Huang Xiyi, Yang Shaomin, Chen Xinjie, Zhao Qiang, Pan Jialing, Lai Shaofen, Ouyang Fusheng, Deng Lingda, Du Yongxing, Chen Jiacheng, Hu Qiugen, Guo Baoliang, Liu Jiemei
Department of Clinical Laboratory, The Affiliated Shunde Hospital of Guangzhou Medical University, Foshan, China.
Department of Radiology, The Affiliated Shunde Hospital of Guangzhou Medical University, Foshan, China.
Front Cardiovasc Med. 2022 Oct 4;9:976844. doi: 10.3389/fcvm.2022.976844. eCollection 2022.
The risk factors for acute heart failure (AHF) vary, reducing the accuracy and convenience of AHF prediction. The most common causes of AHF are coronary heart disease (CHD). A short-term clinical predictive model is needed to predict the outcome of AHF, which can help guide early therapeutic intervention. This study aimed to develop a clinical predictive model for 1-year prognosis in CHD patients combined with AHF.
A retrospective analysis was performed on data of 692 patients CHD combined with AHF admitted between January 2020 and December 2020 at a single center. After systemic treatment, patients were discharged and followed up for 1-year for major adverse cardiovascular events (MACE). The clinical characteristics of all patients were collected. Patients were randomly divided into the training ( = 484) and validation cohort ( = 208). Step-wise regression using the Akaike information criterion was performed to select predictors associated with 1-year MACE prognosis. A clinical predictive model was constructed based on the selected predictors. The predictive performance and discriminative ability of the predictive model were determined using the area under the curve, calibration curve, and clinical usefulness.
On step-wise regression analysis of the training cohort, predictors for MACE of CHD patients combined with AHF were diabetes, NYHA ≥ 3, HF history, Hcy, Lp-PLA2, and NT-proBNP, which were incorporated into the predictive model. The AUC of the predictive model was 0.847 [95% confidence interval (CI): 0.811-0.882] in the training cohort and 0.839 (95% CI: 0.780-0.893) in the validation cohort. The calibration curve indicated good agreement between prediction by nomogram and actual observation. Decision curve analysis showed that the nomogram was clinically useful.
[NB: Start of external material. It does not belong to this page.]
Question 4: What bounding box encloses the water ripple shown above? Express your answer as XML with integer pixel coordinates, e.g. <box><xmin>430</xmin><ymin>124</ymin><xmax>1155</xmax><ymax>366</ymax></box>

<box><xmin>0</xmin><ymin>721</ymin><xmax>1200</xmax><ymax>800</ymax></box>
The proposed clinical prediction model we have established is effective, which can accurately predict the occurrence of early MACE in CHD patients combined with AHF.
急性心力衰竭(AHF)的危险因素各不相同,这降低了AHF预测的准确性和便利性。AHF最常见的病因是冠心病(CHD)。需要一种短期临床预测模型来预测AHF的预后,这有助于指导早期治疗干预。本研究旨在建立一种针对合并AHF的CHD患者1年预后的临床预测模型。
对2020年1月至2020年12月在某单一中心收治的692例合并AHF的CHD患者的数据进行回顾性分析。经过系统治疗后,患者出院并随访1年,观察主要不良心血管事件(MACE)。收集所有患者的临床特征。患者被随机分为训练队列(n = 484)和验证队列(n = 208)。使用赤池信息准则进行逐步回归,以选择与1年MACE预后相关的预测因素。基于所选预测因素构建临床预测模型。使用曲线下面积、校准曲线和临床实用性来确定预测模型的预测性能和判别能力。
在训练队列的逐步回归分析中,合并AHF的CHD患者MACE的预测因素为糖尿病、纽约心脏协会(NYHA)心功能分级≥3级、心力衰竭病史、同型半胱氨酸(Hcy)、脂蛋白相关磷脂酶A2(Lp-PLA2)和N末端脑钠肽前体(NT-proBNP),这些因素被纳入预测模型。预测模型在训练队列中的曲线下面积(AUC)为0.847 [95%置信区间(CI):0.811 - 0.882],在验证队列中为0.839(95%CI:0.780 - 0.893)。校准曲线表明列线图预测与实际观察之间具有良好的一致性。决策曲线分析表明列线图具有临床实用性。
我们建立的临床预测模型是有效的,能够准确预测合并AHF的CHD患者早期MACE的发生。